Production credits are superb. Taiwanese cinematographer Mark Lee Ping-bin creates a beautiful, subtly modulated colour palette (in what I'm beginning to think of as characteristically Taiwanese aquatic-textured soft greens and blues) to the '70s sections. There is an overall polish to the film that gives it a easy, commodified gloss that might make it successful as entertainment product.
This easily consumable package, though, contains a narrative with some tricky discontinuities and multiple layering. Despite its fidgety structure, which embeds flashbacks inside what is only belatedly revealed to be a film-within-a-film, Tempting Heart remains mired in a world of cliched nostalgia. But it's not clear to me how the film benefits from these bits of the story that are withheld until late in the narrative. In a text which seems to take the nostalgic attitude as a given, which avoids interrogating/unpacking its more problematic aspects, occasional narrative discontinuities come off as mere formal trickery, insufficiently daring to be playful, inadequately motivated to be meaningful in any sort of self-reflexive way.
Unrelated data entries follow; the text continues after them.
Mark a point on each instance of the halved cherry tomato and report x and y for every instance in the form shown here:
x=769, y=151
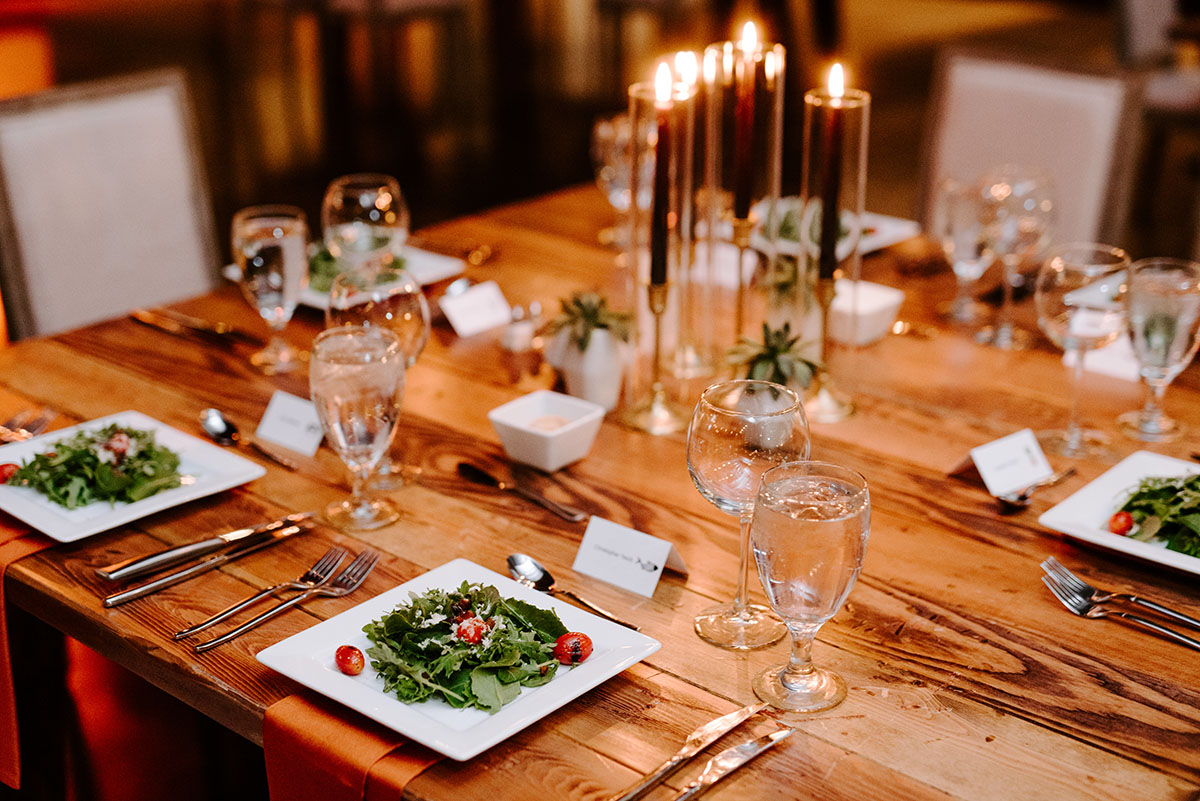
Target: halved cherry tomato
x=1121, y=522
x=349, y=660
x=573, y=648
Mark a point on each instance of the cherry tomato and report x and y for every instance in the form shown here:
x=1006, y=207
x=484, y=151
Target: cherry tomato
x=1121, y=522
x=573, y=648
x=472, y=631
x=349, y=660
The soft-centered and largely predictable screenplay isn't helped by the teen idol stars: Kaneshiro is at his least expressive, and Gigi Leung at her most (which puts them at about the same level). It is always a pleasure to watch Karen Mok in a film: here, she manages, in her final monologue with Kaneshiro, to transcend her material, and bring her severely under-written character to brief, vivid, moving life. Several minor character roles were nicely realized, though Chang herself seemed uncharacteristically constrained in her role in the framing story.